世界最大級の宿泊予約サイト「ブッキング・ドットコム(Booking.com)」は、不正アクセスによって顧客の氏名や予約状況などの個人情報が流出した可能性があると発表しました。
同社によりますと、不正な第三者が顧客の氏名、メールアドレス、住所、電話番号、および予約の詳細などの情報にアクセスした可能性があるということです。宿泊施設と共有したあらゆる情報も含まれるとみられ、同社は先週から対象となる顧客への通知を始めています。
インターネット上の掲示板「レディット(Reddit)」では、複数の利用者が同社からの通知を受け取ったと投稿しています。ある利用者は、2週間前に通信アプリを通じて予約の詳細や個人情報が含まれた不審なメッセージを受信したと明らかにしており、流出した情報がフィッシング詐欺などに悪用されている可能性も指摘されています。
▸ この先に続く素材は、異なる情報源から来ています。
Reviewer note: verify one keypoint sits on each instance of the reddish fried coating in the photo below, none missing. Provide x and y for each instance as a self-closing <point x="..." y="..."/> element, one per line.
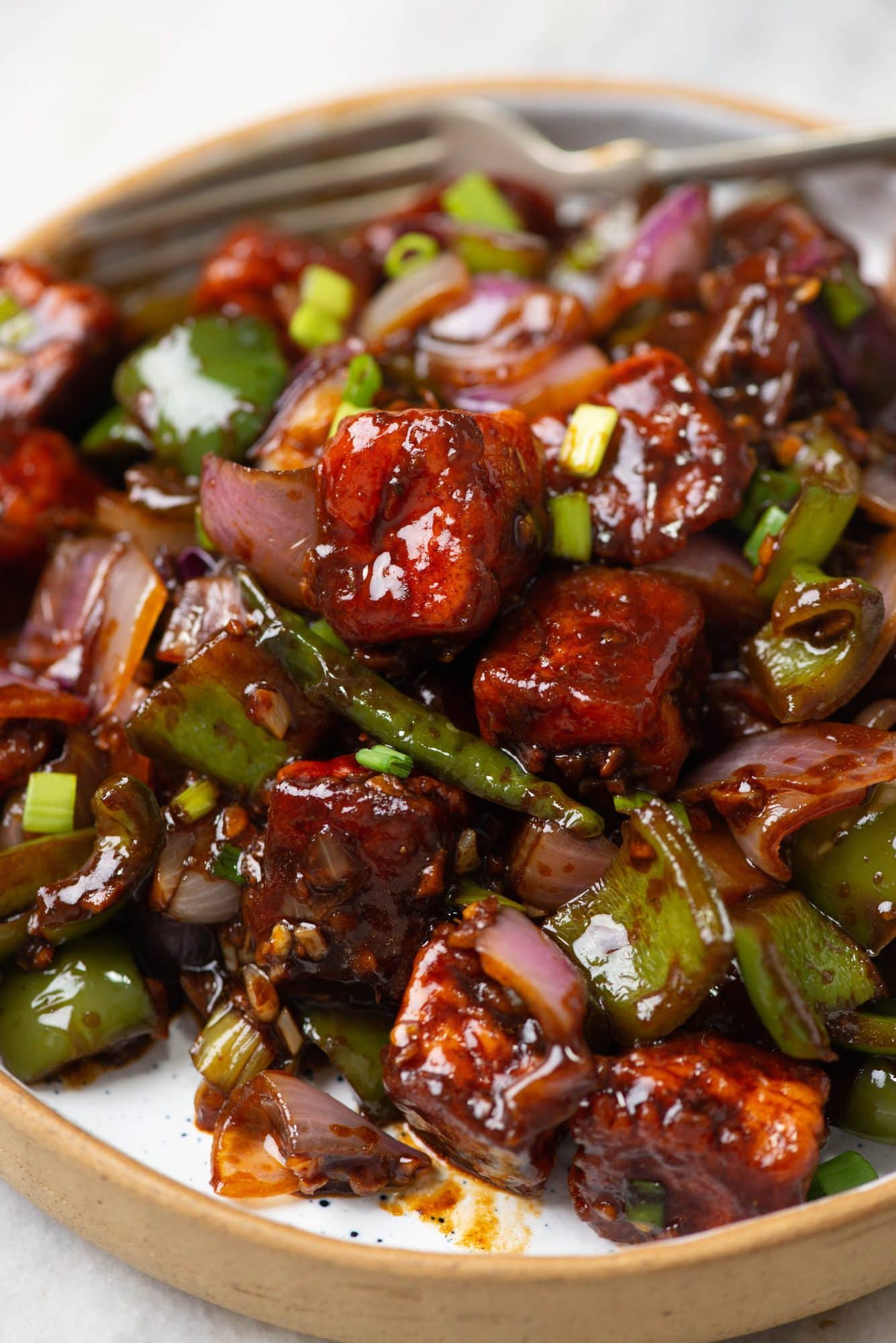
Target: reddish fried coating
<point x="674" y="465"/>
<point x="427" y="520"/>
<point x="729" y="1130"/>
<point x="56" y="350"/>
<point x="356" y="867"/>
<point x="601" y="672"/>
<point x="470" y="1066"/>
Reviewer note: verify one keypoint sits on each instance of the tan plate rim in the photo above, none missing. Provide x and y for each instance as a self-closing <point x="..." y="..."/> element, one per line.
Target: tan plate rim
<point x="148" y="1219"/>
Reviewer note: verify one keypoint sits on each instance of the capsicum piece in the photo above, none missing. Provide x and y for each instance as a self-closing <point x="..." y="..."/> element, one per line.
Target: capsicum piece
<point x="91" y="999"/>
<point x="353" y="1041"/>
<point x="799" y="968"/>
<point x="844" y="864"/>
<point x="130" y="833"/>
<point x="652" y="937"/>
<point x="207" y="386"/>
<point x="813" y="655"/>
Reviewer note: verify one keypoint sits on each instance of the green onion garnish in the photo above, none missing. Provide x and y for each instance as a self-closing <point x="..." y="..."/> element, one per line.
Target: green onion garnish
<point x="196" y="800"/>
<point x="408" y="253"/>
<point x="588" y="436"/>
<point x="311" y="327"/>
<point x="475" y="199"/>
<point x="765" y="488"/>
<point x="227" y="864"/>
<point x="50" y="804"/>
<point x="328" y="291"/>
<point x="847" y="299"/>
<point x="646" y="1205"/>
<point x="572" y="519"/>
<point x="385" y="759"/>
<point x="769" y="524"/>
<point x="628" y="802"/>
<point x="329" y="636"/>
<point x="842" y="1173"/>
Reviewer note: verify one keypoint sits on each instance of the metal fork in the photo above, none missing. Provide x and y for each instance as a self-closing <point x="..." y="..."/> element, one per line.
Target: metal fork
<point x="326" y="177"/>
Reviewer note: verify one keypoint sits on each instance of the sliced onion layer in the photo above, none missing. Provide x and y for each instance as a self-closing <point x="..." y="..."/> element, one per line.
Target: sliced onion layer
<point x="281" y="1136"/>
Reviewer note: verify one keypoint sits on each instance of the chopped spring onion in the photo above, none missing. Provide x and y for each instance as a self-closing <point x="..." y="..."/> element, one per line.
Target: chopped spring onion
<point x="328" y="291"/>
<point x="227" y="864"/>
<point x="842" y="1173"/>
<point x="628" y="802"/>
<point x="769" y="524"/>
<point x="572" y="519"/>
<point x="196" y="800"/>
<point x="329" y="636"/>
<point x="647" y="1204"/>
<point x="408" y="253"/>
<point x="588" y="436"/>
<point x="847" y="299"/>
<point x="475" y="199"/>
<point x="311" y="327"/>
<point x="765" y="488"/>
<point x="385" y="759"/>
<point x="50" y="804"/>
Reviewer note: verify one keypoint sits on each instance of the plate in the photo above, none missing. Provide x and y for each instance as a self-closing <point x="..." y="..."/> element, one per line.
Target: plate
<point x="121" y="1162"/>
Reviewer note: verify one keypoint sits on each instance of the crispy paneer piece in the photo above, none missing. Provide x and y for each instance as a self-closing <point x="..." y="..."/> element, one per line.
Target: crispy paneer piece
<point x="674" y="465"/>
<point x="728" y="1130"/>
<point x="258" y="271"/>
<point x="354" y="872"/>
<point x="56" y="346"/>
<point x="427" y="520"/>
<point x="470" y="1066"/>
<point x="600" y="674"/>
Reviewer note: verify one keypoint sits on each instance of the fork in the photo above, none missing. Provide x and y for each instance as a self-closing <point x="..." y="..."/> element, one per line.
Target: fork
<point x="330" y="175"/>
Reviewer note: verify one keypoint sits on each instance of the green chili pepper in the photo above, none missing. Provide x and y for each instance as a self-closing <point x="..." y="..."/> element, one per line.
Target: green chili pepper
<point x="799" y="969"/>
<point x="332" y="678"/>
<point x="231" y="1050"/>
<point x="812" y="657"/>
<point x="652" y="937"/>
<point x="197" y="716"/>
<point x="353" y="1041"/>
<point x="207" y="386"/>
<point x="93" y="997"/>
<point x="866" y="1102"/>
<point x="868" y="1032"/>
<point x="844" y="864"/>
<point x="130" y="835"/>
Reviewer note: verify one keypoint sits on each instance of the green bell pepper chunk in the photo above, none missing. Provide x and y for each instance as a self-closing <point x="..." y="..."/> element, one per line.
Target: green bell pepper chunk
<point x="846" y="866"/>
<point x="866" y="1105"/>
<point x="207" y="386"/>
<point x="652" y="937"/>
<point x="91" y="999"/>
<point x="812" y="656"/>
<point x="353" y="1041"/>
<point x="799" y="968"/>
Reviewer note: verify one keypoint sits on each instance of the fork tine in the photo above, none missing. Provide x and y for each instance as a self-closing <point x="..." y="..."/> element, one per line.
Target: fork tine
<point x="413" y="163"/>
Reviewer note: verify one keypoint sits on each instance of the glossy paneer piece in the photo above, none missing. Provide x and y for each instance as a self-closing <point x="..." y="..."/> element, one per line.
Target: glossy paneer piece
<point x="728" y="1130"/>
<point x="674" y="467"/>
<point x="56" y="346"/>
<point x="43" y="487"/>
<point x="356" y="867"/>
<point x="600" y="671"/>
<point x="427" y="520"/>
<point x="258" y="271"/>
<point x="470" y="1067"/>
<point x="760" y="346"/>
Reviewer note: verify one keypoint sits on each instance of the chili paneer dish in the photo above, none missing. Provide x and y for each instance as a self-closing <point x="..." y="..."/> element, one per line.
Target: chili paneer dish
<point x="464" y="655"/>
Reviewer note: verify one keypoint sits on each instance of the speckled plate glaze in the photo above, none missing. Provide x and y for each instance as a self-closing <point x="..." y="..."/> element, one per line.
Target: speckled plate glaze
<point x="122" y="1162"/>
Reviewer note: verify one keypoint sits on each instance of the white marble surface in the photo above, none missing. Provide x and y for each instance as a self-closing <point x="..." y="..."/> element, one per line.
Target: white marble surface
<point x="95" y="88"/>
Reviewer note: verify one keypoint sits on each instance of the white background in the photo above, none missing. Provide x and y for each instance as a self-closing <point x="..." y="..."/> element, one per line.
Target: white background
<point x="90" y="89"/>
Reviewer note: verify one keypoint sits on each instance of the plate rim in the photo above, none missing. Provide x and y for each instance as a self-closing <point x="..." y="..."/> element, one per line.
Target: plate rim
<point x="30" y="1126"/>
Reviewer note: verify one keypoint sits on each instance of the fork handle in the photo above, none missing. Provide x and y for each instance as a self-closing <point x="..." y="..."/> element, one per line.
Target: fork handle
<point x="776" y="152"/>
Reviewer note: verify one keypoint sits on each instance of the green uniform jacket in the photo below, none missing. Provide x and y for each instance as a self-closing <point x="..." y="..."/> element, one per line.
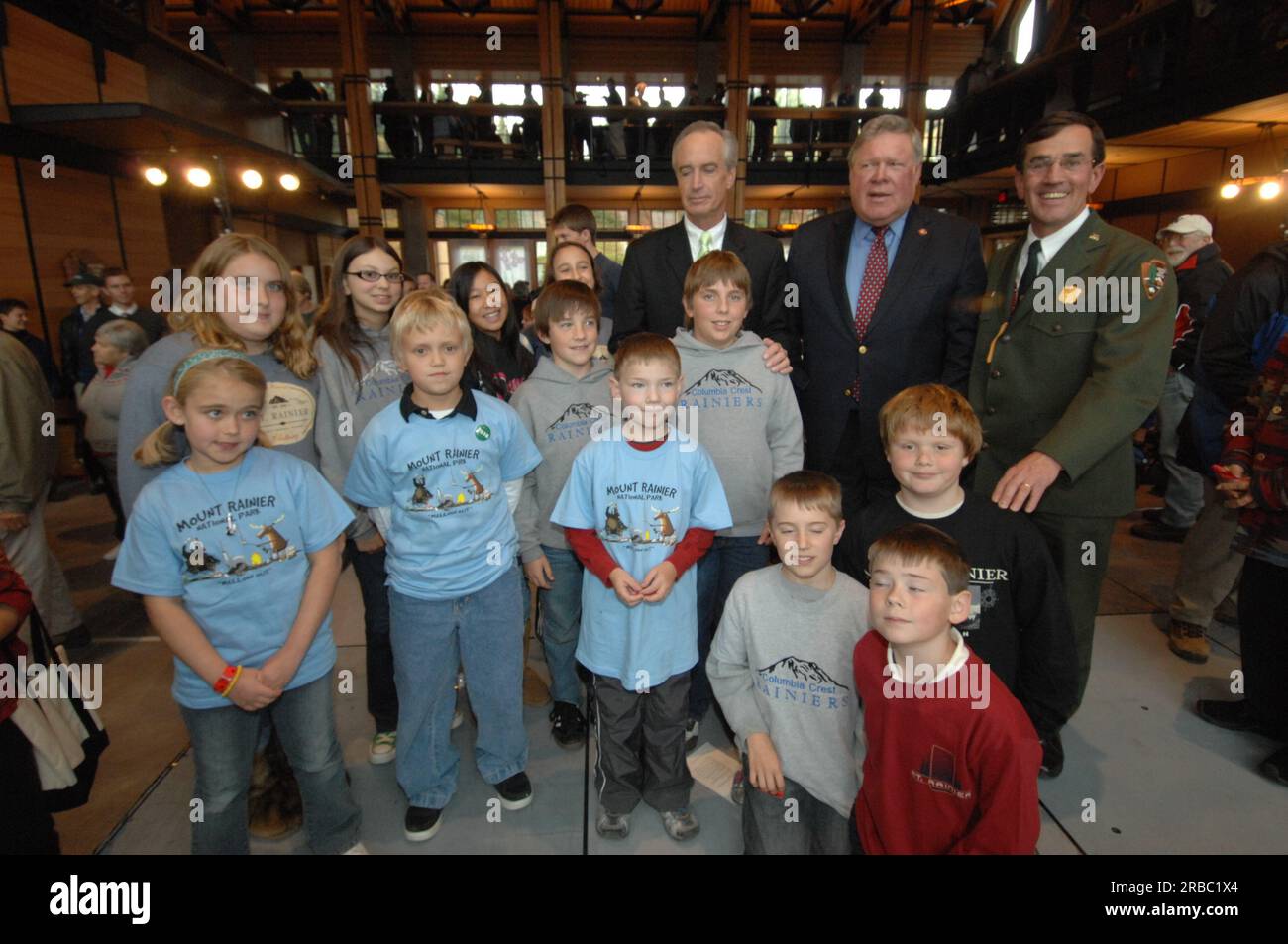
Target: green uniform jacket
<point x="1074" y="384"/>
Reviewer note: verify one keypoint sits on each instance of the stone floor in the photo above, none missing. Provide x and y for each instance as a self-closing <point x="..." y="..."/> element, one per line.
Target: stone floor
<point x="1142" y="773"/>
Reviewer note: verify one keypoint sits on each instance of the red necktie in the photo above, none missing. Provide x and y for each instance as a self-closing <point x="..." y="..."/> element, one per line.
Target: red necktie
<point x="870" y="292"/>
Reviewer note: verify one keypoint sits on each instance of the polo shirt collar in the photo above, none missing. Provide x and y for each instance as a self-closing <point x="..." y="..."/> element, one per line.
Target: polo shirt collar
<point x="465" y="407"/>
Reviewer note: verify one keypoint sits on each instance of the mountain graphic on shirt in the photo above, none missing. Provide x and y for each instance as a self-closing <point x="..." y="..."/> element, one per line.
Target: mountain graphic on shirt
<point x="802" y="669"/>
<point x="717" y="376"/>
<point x="578" y="411"/>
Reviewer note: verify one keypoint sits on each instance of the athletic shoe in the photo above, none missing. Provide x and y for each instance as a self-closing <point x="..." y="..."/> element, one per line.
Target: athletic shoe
<point x="421" y="823"/>
<point x="515" y="790"/>
<point x="613" y="826"/>
<point x="567" y="725"/>
<point x="384" y="747"/>
<point x="681" y="824"/>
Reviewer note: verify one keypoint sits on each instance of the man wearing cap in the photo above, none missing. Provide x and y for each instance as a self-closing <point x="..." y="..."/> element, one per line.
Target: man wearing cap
<point x="76" y="331"/>
<point x="1065" y="369"/>
<point x="1199" y="274"/>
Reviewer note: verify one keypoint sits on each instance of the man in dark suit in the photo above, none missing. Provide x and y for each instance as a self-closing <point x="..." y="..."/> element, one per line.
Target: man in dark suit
<point x="649" y="297"/>
<point x="876" y="317"/>
<point x="1065" y="369"/>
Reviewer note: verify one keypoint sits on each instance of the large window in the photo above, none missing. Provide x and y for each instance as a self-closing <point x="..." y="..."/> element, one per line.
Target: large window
<point x="1024" y="33"/>
<point x="458" y="218"/>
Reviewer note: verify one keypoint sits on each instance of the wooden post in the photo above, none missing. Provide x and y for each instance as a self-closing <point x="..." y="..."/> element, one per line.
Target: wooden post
<point x="554" y="149"/>
<point x="738" y="33"/>
<point x="362" y="125"/>
<point x="921" y="25"/>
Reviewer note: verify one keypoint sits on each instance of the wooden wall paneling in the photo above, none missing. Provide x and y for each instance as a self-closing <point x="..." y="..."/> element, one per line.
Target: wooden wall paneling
<point x="46" y="64"/>
<point x="14" y="261"/>
<point x="69" y="211"/>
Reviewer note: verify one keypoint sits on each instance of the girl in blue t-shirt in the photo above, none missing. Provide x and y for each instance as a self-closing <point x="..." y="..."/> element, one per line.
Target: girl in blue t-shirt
<point x="236" y="552"/>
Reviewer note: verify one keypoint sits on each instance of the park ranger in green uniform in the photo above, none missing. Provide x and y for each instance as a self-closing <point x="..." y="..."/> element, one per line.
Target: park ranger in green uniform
<point x="1070" y="357"/>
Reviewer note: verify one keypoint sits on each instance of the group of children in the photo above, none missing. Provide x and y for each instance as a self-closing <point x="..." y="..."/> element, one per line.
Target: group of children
<point x="643" y="500"/>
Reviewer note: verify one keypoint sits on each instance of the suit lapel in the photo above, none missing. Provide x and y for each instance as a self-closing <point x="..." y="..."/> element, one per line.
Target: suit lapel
<point x="909" y="257"/>
<point x="678" y="254"/>
<point x="837" y="254"/>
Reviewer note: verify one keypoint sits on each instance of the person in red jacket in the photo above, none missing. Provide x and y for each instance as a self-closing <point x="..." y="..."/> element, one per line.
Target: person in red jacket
<point x="952" y="763"/>
<point x="26" y="827"/>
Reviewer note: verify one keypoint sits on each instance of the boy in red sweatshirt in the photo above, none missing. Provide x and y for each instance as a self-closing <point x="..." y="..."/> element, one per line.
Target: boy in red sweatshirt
<point x="952" y="763"/>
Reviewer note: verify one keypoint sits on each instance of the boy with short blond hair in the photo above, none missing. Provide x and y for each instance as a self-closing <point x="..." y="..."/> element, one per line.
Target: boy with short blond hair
<point x="781" y="669"/>
<point x="445" y="462"/>
<point x="559" y="406"/>
<point x="747" y="417"/>
<point x="640" y="506"/>
<point x="952" y="760"/>
<point x="1019" y="618"/>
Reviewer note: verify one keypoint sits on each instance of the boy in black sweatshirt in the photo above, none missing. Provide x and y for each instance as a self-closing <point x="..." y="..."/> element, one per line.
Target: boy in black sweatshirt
<point x="1019" y="618"/>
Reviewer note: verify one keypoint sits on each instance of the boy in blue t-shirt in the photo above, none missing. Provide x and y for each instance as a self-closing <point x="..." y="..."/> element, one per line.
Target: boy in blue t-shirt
<point x="642" y="505"/>
<point x="449" y="464"/>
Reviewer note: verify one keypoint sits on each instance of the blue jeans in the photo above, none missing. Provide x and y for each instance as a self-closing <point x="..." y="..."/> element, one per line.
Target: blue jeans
<point x="223" y="742"/>
<point x="559" y="613"/>
<point x="483" y="633"/>
<point x="719" y="570"/>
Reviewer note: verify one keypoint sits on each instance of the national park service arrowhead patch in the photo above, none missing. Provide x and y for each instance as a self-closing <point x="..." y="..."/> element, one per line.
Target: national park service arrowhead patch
<point x="1154" y="275"/>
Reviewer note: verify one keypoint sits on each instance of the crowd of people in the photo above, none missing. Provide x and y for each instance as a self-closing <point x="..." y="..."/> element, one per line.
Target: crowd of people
<point x="884" y="498"/>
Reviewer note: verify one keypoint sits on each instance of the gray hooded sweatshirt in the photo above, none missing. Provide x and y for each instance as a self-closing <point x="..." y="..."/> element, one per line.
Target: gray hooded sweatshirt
<point x="346" y="406"/>
<point x="558" y="411"/>
<point x="747" y="419"/>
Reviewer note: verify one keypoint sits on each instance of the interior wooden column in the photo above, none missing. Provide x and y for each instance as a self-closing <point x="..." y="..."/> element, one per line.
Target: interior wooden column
<point x="738" y="34"/>
<point x="362" y="127"/>
<point x="554" y="150"/>
<point x="915" y="71"/>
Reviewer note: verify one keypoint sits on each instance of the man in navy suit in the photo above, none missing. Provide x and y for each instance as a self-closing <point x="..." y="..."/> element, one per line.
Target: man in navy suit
<point x="876" y="317"/>
<point x="651" y="295"/>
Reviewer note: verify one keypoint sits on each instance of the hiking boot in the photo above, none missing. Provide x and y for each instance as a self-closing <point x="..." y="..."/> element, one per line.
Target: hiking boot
<point x="681" y="824"/>
<point x="515" y="790"/>
<point x="567" y="725"/>
<point x="1188" y="640"/>
<point x="613" y="826"/>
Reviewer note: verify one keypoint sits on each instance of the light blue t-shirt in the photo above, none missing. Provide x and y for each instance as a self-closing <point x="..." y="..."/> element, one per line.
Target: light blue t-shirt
<point x="445" y="481"/>
<point x="640" y="504"/>
<point x="233" y="546"/>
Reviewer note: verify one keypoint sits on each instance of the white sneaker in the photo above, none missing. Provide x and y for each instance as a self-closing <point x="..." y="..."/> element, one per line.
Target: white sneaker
<point x="384" y="747"/>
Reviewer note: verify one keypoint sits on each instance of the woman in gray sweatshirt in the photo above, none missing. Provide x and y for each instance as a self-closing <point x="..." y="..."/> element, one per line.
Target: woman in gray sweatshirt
<point x="359" y="377"/>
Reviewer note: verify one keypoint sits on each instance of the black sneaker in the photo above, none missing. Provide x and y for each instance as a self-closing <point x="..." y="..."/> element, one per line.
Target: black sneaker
<point x="421" y="823"/>
<point x="567" y="725"/>
<point x="1052" y="756"/>
<point x="1233" y="716"/>
<point x="515" y="790"/>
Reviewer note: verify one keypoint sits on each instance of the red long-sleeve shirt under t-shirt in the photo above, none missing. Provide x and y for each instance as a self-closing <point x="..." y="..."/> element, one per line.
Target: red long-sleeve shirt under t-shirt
<point x="941" y="776"/>
<point x="593" y="556"/>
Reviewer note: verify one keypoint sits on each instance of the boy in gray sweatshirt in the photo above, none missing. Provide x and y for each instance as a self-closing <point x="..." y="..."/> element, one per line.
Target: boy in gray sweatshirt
<point x="747" y="419"/>
<point x="782" y="669"/>
<point x="559" y="404"/>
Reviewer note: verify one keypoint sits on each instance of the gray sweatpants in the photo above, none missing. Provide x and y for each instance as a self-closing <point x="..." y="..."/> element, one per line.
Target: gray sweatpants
<point x="640" y="739"/>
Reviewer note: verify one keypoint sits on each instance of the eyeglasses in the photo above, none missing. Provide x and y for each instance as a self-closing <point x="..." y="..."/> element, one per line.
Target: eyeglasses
<point x="373" y="275"/>
<point x="1041" y="165"/>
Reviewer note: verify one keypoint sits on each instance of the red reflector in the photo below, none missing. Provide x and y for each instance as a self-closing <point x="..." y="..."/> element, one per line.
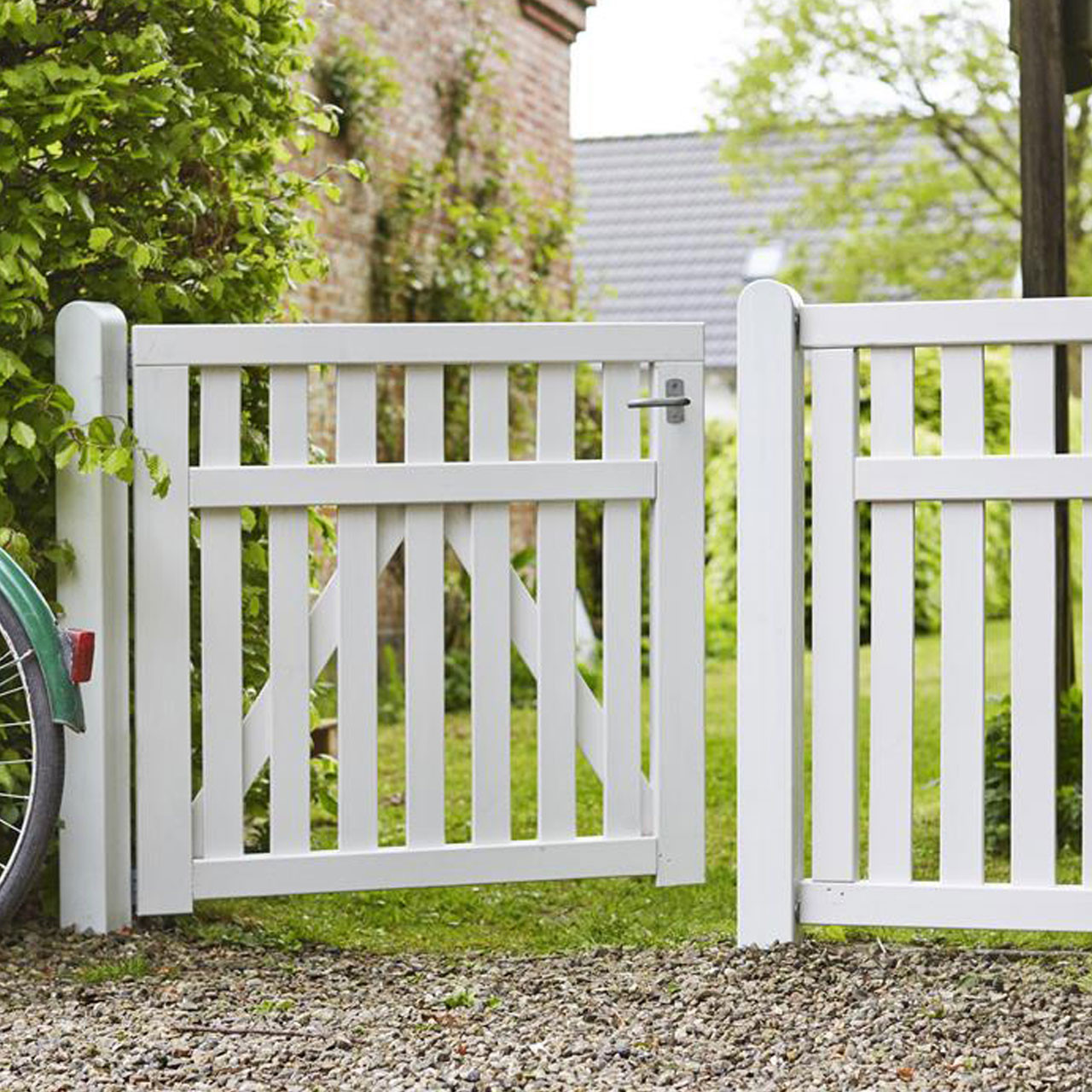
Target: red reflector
<point x="82" y="648"/>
ブッキング・ドットコムの広報担当者は、不審なアクセスを検知したあと、被害の拡大を防ぐための対策を講じたとしています。具体的には、対象となる予約の暗証番号(PIN)を更新し、顧客に通知したということです。
一方で、影響を受けた顧客の人数など、詳細については明らかにしていません。また、イギリスのメディアに対しては、クレジットカードなどの金融情報へのアクセスは確認されていないと説明しています。
同社をめぐっては、今年に入り、宿泊施設のコンピューターがスパイウェアに感染し、管理画面の情報が盗み見られる被害も報告されていました。
ブッキング・ドットコムは2010年以降、世界で延べ68億人が利用しているということで、今後のセキュリティ対策の強化が求められています。